We live in one of THREE countries in the entire world without mandatory paid parental leave policy on a national level. We make it harder for lower-income mothers to feed their babies cheaply, i.e. on breastmilk, which is yet another staggering example of how freakin' expensive it is to be poor. Save The Children agrees: In 2012, the U.S. ranked last on the breastfeeding policy scorecard.
So if we're going to get worked up over nursing in America, get worked up over the fact that we've turned something that could benefit all children into a deeply privileged class signifier. Women who nurse for more than a few weeks do so because they can afford to and because they have social and professional capital. They aren't harassed at work when insisting that their employer comply with legal requirements for pumping.
THIS is what I would like to see covered in the news. This is what I want to see people who say they support nursing to get fired up about. Protest because employers are screwing over non-white-collar women who happen to know their rights. Protest to strike the "public indecency" that don't specifically exempt breastfeeding in public from enforcement. Protest because our national policymakers don't give a shit about giving working-class families the same strong start that professional ones enjoy [2].

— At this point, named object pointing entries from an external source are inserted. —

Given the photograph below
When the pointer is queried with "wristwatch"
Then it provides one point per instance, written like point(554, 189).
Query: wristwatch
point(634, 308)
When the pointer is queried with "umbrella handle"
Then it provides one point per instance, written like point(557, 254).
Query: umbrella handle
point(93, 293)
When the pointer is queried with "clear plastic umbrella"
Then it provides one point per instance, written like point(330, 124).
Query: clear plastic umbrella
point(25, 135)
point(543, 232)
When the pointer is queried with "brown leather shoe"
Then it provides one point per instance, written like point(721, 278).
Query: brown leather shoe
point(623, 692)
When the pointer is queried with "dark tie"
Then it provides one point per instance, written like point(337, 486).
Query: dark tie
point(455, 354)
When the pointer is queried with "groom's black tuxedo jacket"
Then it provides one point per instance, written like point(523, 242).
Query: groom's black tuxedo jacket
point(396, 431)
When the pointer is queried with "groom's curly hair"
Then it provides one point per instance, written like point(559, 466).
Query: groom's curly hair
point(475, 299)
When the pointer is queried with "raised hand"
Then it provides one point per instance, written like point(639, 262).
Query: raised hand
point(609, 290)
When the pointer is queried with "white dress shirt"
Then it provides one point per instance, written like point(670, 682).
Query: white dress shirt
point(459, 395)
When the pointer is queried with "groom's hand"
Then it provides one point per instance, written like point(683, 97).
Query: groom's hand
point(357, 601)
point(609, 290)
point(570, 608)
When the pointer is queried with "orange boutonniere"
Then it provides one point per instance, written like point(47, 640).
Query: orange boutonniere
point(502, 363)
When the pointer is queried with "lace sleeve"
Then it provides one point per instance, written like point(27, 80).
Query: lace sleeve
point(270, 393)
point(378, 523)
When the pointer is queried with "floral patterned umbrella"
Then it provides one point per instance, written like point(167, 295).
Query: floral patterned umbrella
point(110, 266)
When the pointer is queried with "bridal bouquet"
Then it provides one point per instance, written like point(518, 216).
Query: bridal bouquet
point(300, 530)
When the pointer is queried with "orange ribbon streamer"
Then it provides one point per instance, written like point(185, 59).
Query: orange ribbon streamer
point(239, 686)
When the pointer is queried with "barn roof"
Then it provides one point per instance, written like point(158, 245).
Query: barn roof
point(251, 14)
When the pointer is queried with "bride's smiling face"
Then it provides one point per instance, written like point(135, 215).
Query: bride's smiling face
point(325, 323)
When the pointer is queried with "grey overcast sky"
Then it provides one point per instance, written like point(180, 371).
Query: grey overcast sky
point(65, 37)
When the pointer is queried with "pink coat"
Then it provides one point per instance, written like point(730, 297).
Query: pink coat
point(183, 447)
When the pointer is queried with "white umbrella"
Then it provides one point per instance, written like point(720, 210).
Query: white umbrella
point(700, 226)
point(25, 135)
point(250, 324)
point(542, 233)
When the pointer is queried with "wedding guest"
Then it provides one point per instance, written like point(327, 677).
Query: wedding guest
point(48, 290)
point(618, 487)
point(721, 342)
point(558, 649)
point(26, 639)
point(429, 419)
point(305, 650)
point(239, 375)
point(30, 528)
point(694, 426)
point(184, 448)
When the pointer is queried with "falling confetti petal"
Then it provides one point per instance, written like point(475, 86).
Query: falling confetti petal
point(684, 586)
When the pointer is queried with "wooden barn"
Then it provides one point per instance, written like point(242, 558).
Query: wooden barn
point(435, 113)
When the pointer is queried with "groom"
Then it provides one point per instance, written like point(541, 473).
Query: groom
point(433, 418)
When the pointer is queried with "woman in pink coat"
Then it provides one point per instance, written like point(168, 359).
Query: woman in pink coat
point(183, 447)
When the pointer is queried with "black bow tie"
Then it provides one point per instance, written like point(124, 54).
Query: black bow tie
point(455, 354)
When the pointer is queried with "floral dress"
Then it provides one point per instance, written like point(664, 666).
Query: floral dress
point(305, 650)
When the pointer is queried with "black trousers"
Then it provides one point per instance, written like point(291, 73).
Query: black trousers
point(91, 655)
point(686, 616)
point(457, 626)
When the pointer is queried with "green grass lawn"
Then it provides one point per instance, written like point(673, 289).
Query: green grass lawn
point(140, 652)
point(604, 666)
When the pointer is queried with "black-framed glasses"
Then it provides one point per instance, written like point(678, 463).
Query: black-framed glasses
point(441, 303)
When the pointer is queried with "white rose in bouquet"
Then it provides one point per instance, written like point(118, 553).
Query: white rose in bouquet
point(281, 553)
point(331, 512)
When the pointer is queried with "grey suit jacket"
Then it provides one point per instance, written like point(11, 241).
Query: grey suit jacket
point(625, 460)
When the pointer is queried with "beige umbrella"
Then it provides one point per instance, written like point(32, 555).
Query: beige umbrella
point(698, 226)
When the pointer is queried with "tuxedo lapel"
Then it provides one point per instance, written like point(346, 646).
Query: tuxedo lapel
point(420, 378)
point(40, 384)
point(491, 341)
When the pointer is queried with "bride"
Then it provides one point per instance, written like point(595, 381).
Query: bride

But if it's mostly complaining at a company because one or more of their employees isn't up on company policy? Eh. Good for you for making companies accountable to their customers. Now let's work on making society accountable to the people who take care of its smallest, most vulnerable members.
[1] I nursed in public -- including on airplanes -- and I never, ever heard a peep out of anyone. To this day, I am surprised nobody gave me a hard time. I have the exact opposite of Resting Bitchface -- really, I'm the human equivalent of a dolphin -- and total strangers often confuse my normal expression for an open invitation to them reading, "Please, open your mouth and monologue at me without preamble or courtesy."
[2] If you're ready to fight for universal paid family leave in the U.S., Sen. Kirsten Gillibrand (D-NY) and Rep. Rosa DeLauro (D-CT) introduced the Family and Medical Insurance Leave Act (FAMILY Act). It's not likely to pass in the current House and Senate, but it doesn't hurt to put pressure on your congressperson to vote for it -- or to explain to you why he or she won't. Also, feel free to support Family Values @ Work, which is hoping to fight for paid leave on a city-by-city and state-by-state basis, pending the day Congress gets its head out of its collective ass.